# Anyone know an english speaking contact at Rapido?



## compassrose (May 1, 2005)

Hi all I would like to speak to the factory about ordering a carpet set and I seem to recall a previous poster referring to a helpful contact at Rapido in Mayenne. Do you know who it is and even better what his tel number or email adress is?

Cheers
David


----------



## SaddleTramp (Feb 15, 2007)

If you phone them and ask if they speak english they will certainly deal with you in english, they also have an english man working there.
I phoned them last year and they were brilliant.

Before you contact them I would have a look <<Here>> as they will be expensive from Rapido.


----------



## iandsm (May 18, 2007)

*Rapido*

Speak to Anthony Pfaff on +33243301070. speaks perfect English. email is [email protected] But, Saddle Tramp is right, Rapido will be expensive.


----------



## SaddleTramp (Feb 15, 2007)

*Re: Rapido*



iandsm said:


> Speak to Anthony Pfaff on +33243301070. speaks perfect English. email is [email protected]

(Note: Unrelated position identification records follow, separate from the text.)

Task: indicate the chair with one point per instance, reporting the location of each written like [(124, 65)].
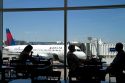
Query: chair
[(5, 61), (46, 77)]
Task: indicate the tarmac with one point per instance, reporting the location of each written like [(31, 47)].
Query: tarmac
[(61, 68)]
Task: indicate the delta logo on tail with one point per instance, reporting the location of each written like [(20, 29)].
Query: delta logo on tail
[(10, 40)]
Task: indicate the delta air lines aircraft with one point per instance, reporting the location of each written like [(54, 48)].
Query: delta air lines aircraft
[(46, 51)]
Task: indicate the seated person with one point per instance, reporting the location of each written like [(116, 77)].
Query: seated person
[(73, 61)]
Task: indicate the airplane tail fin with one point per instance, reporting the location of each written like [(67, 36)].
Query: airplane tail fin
[(10, 40)]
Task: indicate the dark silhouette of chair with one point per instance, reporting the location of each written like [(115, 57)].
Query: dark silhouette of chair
[(46, 77), (5, 61)]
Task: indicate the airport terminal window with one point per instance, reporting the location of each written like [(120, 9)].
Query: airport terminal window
[(81, 22)]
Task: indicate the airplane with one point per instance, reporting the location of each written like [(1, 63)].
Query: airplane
[(46, 51)]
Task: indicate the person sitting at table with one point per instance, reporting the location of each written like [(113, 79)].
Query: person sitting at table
[(74, 62)]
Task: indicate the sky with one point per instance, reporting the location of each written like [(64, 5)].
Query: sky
[(107, 24)]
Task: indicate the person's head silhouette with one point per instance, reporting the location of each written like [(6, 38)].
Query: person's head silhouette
[(119, 47), (71, 48)]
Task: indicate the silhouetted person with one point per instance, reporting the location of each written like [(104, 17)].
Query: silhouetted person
[(73, 61), (1, 62), (26, 54), (117, 66)]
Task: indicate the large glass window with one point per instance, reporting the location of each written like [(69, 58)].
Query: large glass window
[(86, 22)]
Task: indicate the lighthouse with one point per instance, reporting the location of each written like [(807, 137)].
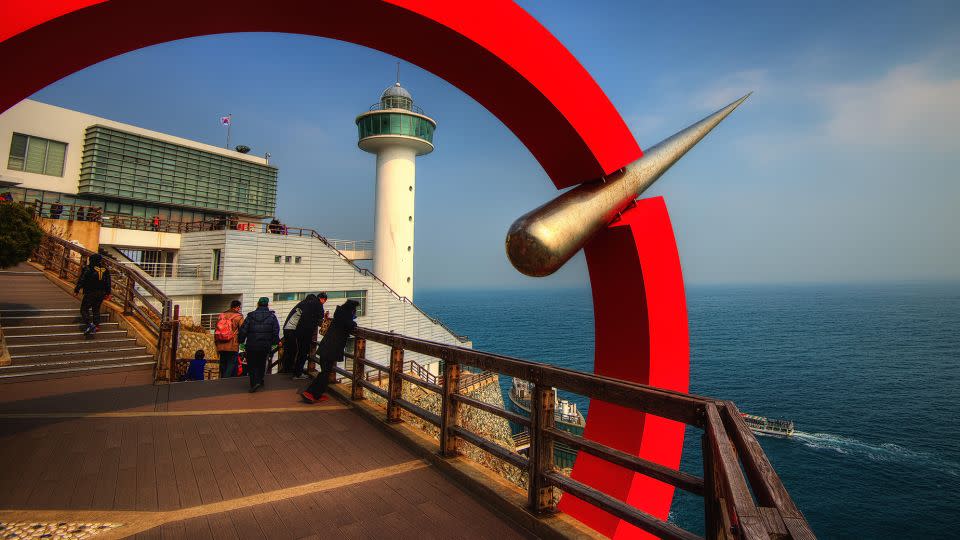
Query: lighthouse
[(397, 131)]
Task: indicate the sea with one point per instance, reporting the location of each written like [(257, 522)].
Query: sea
[(870, 374)]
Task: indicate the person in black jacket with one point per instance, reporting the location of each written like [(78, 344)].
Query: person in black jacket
[(260, 331), (330, 350), (306, 332), (95, 283)]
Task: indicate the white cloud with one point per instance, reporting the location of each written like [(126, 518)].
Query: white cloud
[(908, 106)]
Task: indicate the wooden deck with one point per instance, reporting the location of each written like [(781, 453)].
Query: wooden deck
[(210, 460)]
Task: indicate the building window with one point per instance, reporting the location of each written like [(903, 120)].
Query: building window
[(36, 155), (215, 267), (359, 296)]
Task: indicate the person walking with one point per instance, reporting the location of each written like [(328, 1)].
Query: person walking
[(289, 349), (306, 332), (260, 331), (330, 350), (299, 332), (95, 283), (227, 338)]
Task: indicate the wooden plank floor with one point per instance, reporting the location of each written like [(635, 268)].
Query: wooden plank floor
[(210, 460)]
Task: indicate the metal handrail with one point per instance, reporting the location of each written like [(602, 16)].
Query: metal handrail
[(743, 496), (379, 106)]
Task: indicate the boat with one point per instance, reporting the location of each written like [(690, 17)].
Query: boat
[(566, 417), (768, 426)]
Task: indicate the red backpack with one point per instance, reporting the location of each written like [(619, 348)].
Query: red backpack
[(225, 330)]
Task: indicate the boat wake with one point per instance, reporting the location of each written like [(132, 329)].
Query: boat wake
[(885, 452)]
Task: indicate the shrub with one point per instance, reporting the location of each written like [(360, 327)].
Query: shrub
[(19, 234)]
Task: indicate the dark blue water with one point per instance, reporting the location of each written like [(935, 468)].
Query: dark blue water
[(869, 374)]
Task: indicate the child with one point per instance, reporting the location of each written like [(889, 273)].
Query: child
[(197, 365)]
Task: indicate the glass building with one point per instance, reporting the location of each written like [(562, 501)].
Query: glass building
[(138, 169)]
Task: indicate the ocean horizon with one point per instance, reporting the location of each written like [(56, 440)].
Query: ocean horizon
[(867, 371)]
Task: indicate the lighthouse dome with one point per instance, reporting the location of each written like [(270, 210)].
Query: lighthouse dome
[(396, 97)]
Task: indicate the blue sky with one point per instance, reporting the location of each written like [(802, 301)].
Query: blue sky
[(841, 167)]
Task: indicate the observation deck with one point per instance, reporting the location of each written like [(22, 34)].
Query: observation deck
[(395, 119)]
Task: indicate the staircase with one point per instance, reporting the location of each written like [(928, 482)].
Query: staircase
[(42, 331)]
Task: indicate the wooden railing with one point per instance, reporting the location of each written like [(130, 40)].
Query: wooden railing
[(736, 505), (138, 298)]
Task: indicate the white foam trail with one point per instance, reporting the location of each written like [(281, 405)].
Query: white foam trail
[(885, 452)]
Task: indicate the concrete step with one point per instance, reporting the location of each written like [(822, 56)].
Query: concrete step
[(66, 372), (54, 329), (73, 363), (75, 335), (52, 356), (20, 312), (81, 344), (48, 319)]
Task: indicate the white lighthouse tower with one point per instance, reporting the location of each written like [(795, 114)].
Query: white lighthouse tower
[(396, 131)]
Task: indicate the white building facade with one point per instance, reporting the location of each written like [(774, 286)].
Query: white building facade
[(190, 216)]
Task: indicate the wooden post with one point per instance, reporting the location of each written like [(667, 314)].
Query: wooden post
[(539, 495), (359, 353), (174, 340), (128, 296), (449, 409), (710, 499), (395, 385), (64, 261)]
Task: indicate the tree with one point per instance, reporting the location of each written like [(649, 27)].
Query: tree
[(19, 234)]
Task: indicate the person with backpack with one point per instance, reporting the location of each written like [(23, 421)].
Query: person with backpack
[(226, 337), (95, 283), (260, 331)]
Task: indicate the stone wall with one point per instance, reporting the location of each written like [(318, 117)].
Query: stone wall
[(488, 426)]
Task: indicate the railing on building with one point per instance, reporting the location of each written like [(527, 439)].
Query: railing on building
[(351, 245), (137, 296), (743, 496), (171, 270)]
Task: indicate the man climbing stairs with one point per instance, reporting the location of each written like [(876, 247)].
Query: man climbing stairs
[(43, 336)]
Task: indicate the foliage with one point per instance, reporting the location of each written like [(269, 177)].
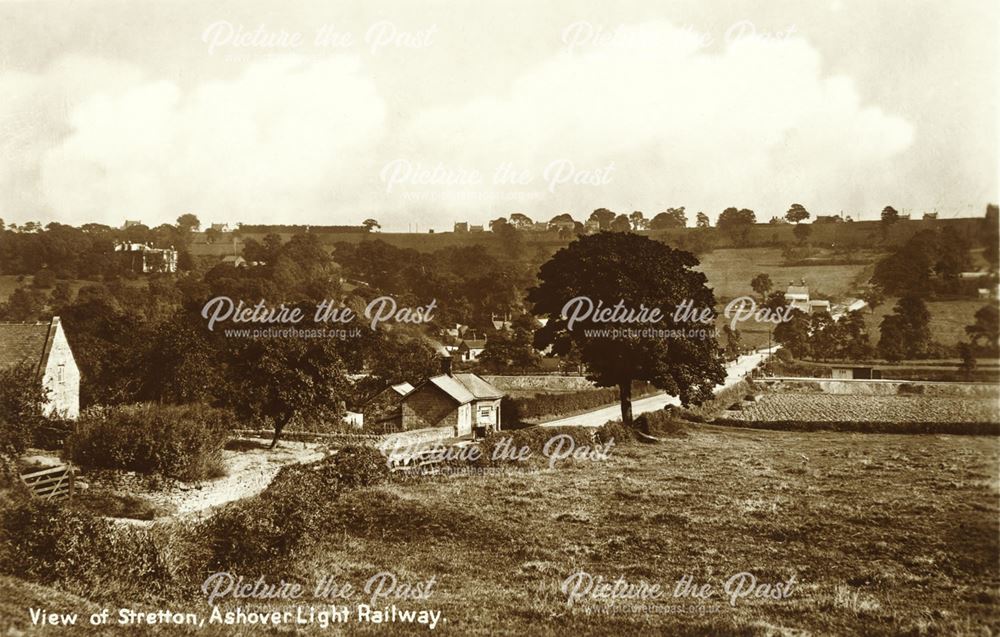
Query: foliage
[(638, 272), (22, 400), (181, 442), (906, 332), (797, 213)]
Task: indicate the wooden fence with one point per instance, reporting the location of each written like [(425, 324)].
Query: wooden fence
[(54, 483)]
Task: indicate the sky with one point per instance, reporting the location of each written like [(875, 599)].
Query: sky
[(421, 114)]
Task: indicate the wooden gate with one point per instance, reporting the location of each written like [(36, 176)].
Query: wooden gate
[(54, 483)]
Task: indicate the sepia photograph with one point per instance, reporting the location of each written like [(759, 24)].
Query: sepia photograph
[(559, 317)]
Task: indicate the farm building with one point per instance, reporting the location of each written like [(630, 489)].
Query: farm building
[(855, 373), (466, 403), (383, 411), (470, 349), (44, 347)]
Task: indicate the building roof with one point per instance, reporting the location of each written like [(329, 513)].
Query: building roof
[(478, 387), (27, 343), (451, 386), (402, 388)]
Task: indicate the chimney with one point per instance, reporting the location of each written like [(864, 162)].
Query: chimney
[(446, 365)]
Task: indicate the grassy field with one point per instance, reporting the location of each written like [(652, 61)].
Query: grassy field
[(885, 535), (729, 272)]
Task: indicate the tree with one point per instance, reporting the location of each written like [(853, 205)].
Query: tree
[(603, 217), (967, 368), (906, 332), (670, 218), (985, 331), (22, 400), (634, 271), (621, 224), (761, 284), (639, 221), (736, 223), (188, 223), (275, 380), (874, 296), (521, 221), (797, 213)]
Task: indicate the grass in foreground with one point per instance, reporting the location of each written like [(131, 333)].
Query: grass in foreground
[(886, 535)]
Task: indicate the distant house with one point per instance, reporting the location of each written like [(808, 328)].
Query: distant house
[(464, 403), (797, 296), (383, 411), (140, 257), (855, 373), (44, 347), (235, 260), (470, 349)]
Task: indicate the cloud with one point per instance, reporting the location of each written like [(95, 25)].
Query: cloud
[(280, 140), (753, 124), (652, 119)]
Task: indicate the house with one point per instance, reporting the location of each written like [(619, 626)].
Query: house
[(235, 260), (44, 347), (470, 349), (855, 373), (140, 257), (797, 296), (464, 403), (383, 411)]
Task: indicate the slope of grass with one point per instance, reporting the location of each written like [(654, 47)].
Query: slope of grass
[(885, 535)]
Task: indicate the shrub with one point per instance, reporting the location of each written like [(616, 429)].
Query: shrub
[(21, 401), (44, 542), (660, 423), (181, 442), (617, 431)]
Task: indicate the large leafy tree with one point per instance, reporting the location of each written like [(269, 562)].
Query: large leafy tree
[(613, 267), (797, 213)]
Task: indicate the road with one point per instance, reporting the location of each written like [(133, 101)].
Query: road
[(734, 373)]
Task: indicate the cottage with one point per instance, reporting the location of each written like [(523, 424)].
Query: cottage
[(797, 297), (464, 403), (44, 347), (383, 411), (470, 349)]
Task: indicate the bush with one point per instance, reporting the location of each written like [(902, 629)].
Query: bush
[(181, 442), (46, 543), (660, 423), (617, 431)]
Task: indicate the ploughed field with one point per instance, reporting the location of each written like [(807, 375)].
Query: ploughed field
[(818, 407)]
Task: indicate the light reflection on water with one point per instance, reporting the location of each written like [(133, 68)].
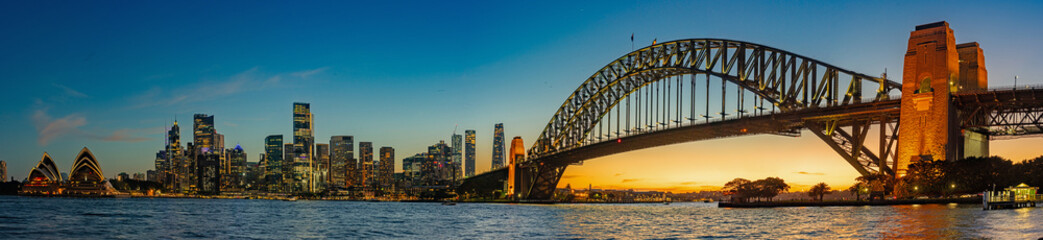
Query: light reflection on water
[(143, 218)]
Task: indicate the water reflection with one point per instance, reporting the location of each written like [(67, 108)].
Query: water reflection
[(142, 218)]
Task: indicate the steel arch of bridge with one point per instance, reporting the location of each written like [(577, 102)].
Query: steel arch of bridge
[(790, 81)]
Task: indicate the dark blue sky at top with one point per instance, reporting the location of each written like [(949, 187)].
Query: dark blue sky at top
[(112, 75)]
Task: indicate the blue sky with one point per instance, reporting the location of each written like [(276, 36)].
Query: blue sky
[(112, 75)]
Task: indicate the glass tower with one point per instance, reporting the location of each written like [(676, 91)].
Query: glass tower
[(468, 153)]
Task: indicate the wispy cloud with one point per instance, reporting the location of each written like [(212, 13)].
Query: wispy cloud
[(49, 128), (809, 173), (309, 73), (69, 91), (250, 79)]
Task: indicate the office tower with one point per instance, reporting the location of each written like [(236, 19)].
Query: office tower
[(458, 154), (498, 147), (208, 170), (320, 173), (237, 168), (175, 156), (386, 177), (365, 164), (468, 153), (411, 168), (273, 162), (342, 158), (437, 168), (288, 165), (161, 160), (516, 156), (203, 133), (304, 141)]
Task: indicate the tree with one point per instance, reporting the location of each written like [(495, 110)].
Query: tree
[(857, 189), (819, 190), (738, 189)]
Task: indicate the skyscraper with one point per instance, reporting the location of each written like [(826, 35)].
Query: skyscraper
[(203, 133), (273, 162), (304, 141), (175, 156), (365, 164), (342, 158), (516, 156), (288, 166), (320, 171), (237, 169), (498, 146), (458, 154), (386, 176), (468, 154)]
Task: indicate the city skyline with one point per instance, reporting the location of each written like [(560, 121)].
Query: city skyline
[(113, 111)]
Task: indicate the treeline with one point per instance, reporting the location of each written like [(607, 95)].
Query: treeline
[(968, 176), (743, 190)]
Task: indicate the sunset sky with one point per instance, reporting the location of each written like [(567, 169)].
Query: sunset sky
[(113, 76)]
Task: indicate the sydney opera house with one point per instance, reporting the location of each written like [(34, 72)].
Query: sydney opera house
[(86, 177)]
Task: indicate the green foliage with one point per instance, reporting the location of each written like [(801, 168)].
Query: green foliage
[(742, 190), (819, 190), (969, 175)]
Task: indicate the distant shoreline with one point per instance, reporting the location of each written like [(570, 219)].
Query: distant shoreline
[(848, 202)]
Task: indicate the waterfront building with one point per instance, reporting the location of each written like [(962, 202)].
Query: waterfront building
[(169, 172), (320, 173), (365, 164), (288, 164), (208, 172), (498, 146), (203, 133), (437, 169), (411, 168), (516, 156), (468, 154), (237, 169), (342, 161), (386, 176), (273, 162), (87, 177), (304, 141), (458, 153), (44, 178)]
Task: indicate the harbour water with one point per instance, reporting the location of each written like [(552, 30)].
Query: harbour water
[(23, 217)]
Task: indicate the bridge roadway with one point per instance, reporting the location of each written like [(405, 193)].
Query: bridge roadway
[(1003, 113), (789, 123)]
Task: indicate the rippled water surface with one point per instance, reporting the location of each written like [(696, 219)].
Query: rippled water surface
[(146, 218)]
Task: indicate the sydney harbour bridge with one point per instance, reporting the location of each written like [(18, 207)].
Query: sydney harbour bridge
[(702, 89)]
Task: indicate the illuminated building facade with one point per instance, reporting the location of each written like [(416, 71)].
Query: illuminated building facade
[(516, 156), (386, 175), (468, 153), (343, 164), (304, 141), (458, 153), (273, 162), (237, 171), (498, 146), (320, 172), (936, 68), (365, 164)]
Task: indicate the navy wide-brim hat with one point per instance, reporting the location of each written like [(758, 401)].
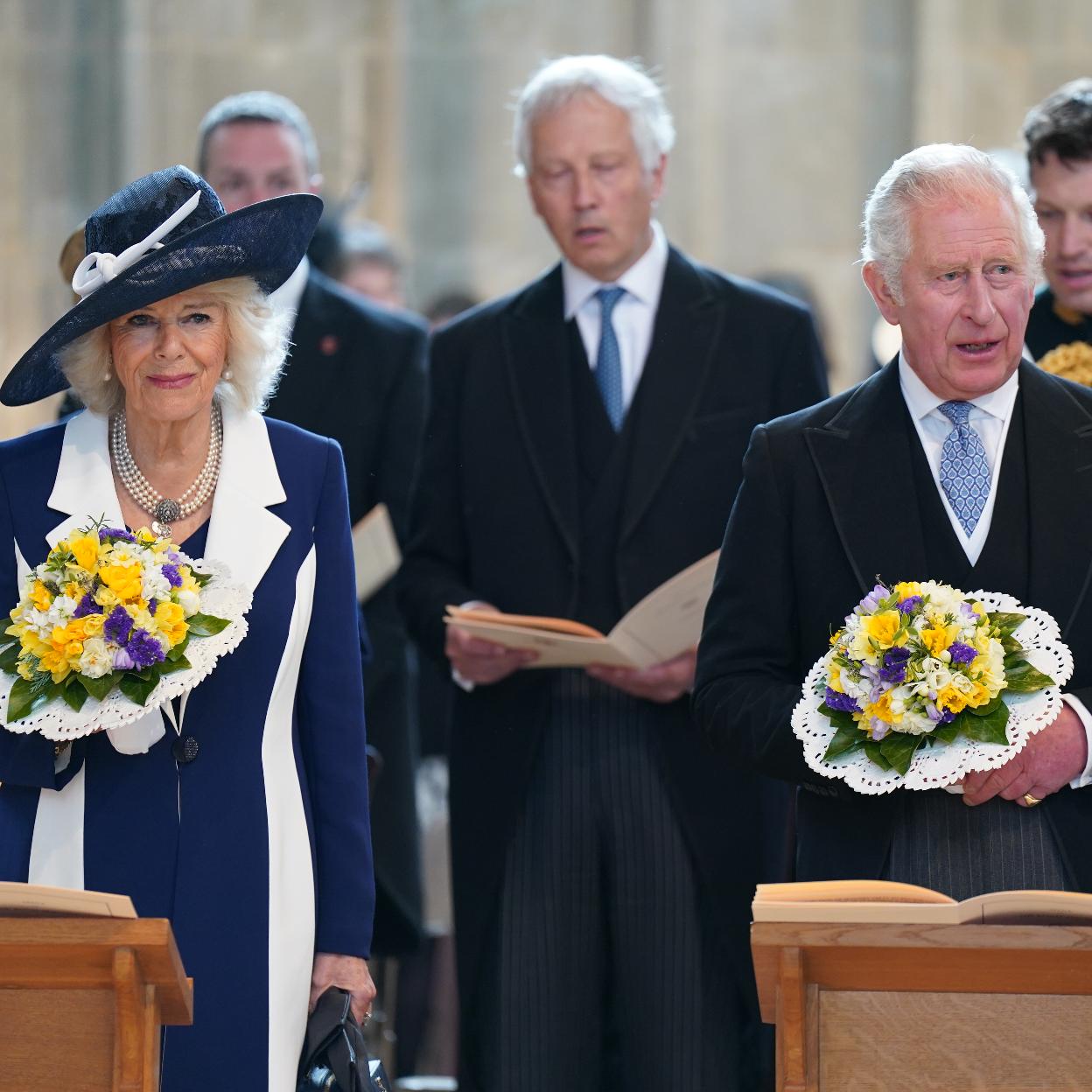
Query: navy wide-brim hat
[(131, 262)]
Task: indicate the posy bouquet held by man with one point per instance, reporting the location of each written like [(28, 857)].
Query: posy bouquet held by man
[(110, 622), (925, 683)]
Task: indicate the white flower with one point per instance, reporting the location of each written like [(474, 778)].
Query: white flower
[(190, 602), (154, 584), (96, 660)]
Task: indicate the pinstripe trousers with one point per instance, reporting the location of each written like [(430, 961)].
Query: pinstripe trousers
[(601, 978)]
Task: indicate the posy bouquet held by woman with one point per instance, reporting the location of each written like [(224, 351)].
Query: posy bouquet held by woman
[(108, 618), (925, 683)]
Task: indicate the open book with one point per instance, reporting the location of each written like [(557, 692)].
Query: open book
[(883, 901), (27, 900), (663, 625), (374, 551)]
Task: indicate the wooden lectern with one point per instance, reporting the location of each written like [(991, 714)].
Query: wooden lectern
[(82, 1000), (912, 1007)]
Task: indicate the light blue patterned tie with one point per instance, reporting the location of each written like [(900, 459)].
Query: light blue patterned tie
[(608, 360), (964, 472)]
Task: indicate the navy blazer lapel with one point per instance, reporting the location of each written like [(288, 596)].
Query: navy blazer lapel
[(536, 340), (687, 333), (1058, 437), (863, 458)]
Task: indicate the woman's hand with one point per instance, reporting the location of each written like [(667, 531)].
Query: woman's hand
[(351, 973)]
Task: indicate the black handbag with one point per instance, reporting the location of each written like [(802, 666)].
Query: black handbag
[(334, 1056)]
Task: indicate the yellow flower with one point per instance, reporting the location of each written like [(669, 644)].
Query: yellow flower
[(171, 621), (936, 638), (951, 699), (126, 580), (40, 597), (85, 550), (884, 626), (1070, 361), (881, 710)]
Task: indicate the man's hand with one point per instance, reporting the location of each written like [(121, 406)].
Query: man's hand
[(661, 682), (351, 973), (1051, 759), (483, 662)]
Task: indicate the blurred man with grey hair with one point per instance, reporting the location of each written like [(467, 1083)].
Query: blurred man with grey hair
[(356, 374), (584, 445), (955, 463), (1058, 136)]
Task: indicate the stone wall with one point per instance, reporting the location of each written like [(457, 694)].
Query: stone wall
[(788, 111)]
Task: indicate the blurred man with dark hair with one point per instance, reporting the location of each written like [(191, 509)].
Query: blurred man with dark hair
[(1058, 133), (355, 374)]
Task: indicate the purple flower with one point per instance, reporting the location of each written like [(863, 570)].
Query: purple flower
[(144, 648), (872, 601), (87, 606), (841, 703), (894, 665), (118, 626), (105, 533), (961, 653)]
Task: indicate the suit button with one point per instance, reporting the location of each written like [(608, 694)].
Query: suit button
[(185, 749)]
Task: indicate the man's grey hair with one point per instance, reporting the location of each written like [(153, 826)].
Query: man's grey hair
[(928, 177), (256, 346), (624, 83), (258, 106)]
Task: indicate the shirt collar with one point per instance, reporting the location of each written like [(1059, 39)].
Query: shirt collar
[(290, 293), (644, 278), (920, 401)]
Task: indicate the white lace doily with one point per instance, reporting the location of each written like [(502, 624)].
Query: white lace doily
[(937, 766), (220, 598)]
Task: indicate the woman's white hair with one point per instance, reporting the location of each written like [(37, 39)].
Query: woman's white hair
[(256, 345), (928, 177), (624, 83)]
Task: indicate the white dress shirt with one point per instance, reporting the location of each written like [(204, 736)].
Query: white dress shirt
[(990, 417), (634, 316)]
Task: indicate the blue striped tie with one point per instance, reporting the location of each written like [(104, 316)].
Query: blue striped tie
[(964, 472), (608, 360)]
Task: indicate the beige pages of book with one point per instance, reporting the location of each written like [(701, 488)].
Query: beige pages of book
[(663, 625), (886, 902), (375, 551), (31, 900)]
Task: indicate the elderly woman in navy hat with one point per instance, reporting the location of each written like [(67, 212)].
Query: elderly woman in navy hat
[(242, 811)]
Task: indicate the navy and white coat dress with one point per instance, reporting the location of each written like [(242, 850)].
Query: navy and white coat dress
[(259, 849)]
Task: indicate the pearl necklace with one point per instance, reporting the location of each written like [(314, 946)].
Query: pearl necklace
[(163, 510)]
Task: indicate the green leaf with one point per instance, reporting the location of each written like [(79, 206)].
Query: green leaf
[(985, 710), (1007, 620), (136, 690), (948, 733), (989, 729), (1024, 678), (74, 696), (846, 739), (899, 748), (206, 625), (876, 754), (101, 687), (27, 696)]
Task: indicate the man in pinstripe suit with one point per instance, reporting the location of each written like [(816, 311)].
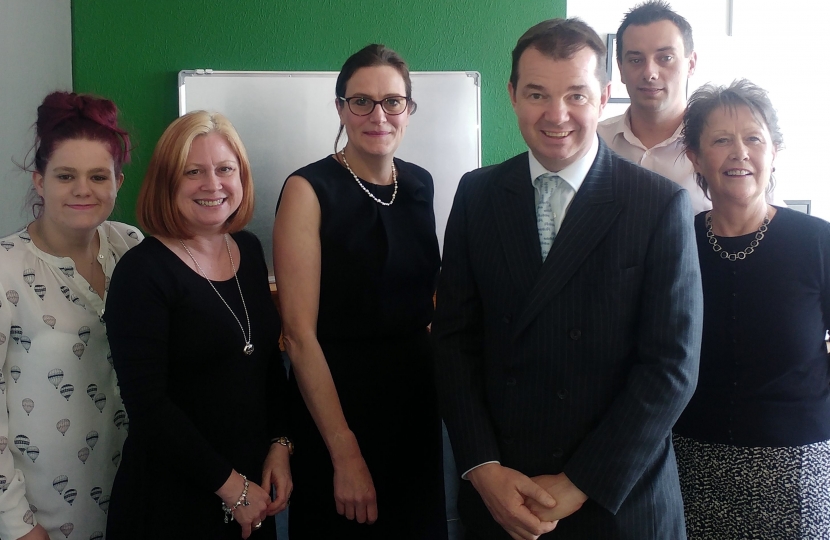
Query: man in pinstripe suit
[(568, 318)]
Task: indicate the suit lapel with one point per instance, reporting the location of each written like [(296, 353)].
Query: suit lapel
[(515, 218), (590, 216)]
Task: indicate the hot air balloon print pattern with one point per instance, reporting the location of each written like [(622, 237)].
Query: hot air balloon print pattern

He IS English and an extremely nice guy, when we visited Mayenne last year we spent quite a bit of time with him.

He actually works on the warranty and technical problems side, But I am sure he would help if possible.


----------



## compassrose (May 1, 2005)

Thanks iandsm and saddletramp - really helpful responses - as always. I've contacted Rapido and am awaiting their response - depending on which I will then get in touch with the custom carpet people in Lincoln.

David


----------



## Ian_n_Suzy (Feb 15, 2009)

Hi David,

Our van (Itineo) is from the Rapido camp, and we decided a few weeks back that we would like some carpets, I cannot remember the exact figure but it was somewhere in the region of €550 for the Set, plus p&p.

This was quite a bit more than we wanted to pay, so instead I made a paper template inside the van, and then used this to cut out the carpets.

I then got them bound at a local carpet Warehouse. All in all, the cost was £63 for the Carpet, £20 for the edging (@ £1 per lineal metre), and £17 for some anti-slip backing spray (which I have to say works an absolute treat). 

If you fancy a bit of DIY, it is not a big job and the end result might just surprise you.

(I will take a picture of ours if I get chance).

Good luck either way.


----------



## Ian_n_Suzy (Feb 15, 2009)

Dogs been away with us twice with them down so they not like new any more.

(and there isn't really a gap like you can see in the images, I have cut it in 3 sections, the other section is up why I was drilling earlier).


----------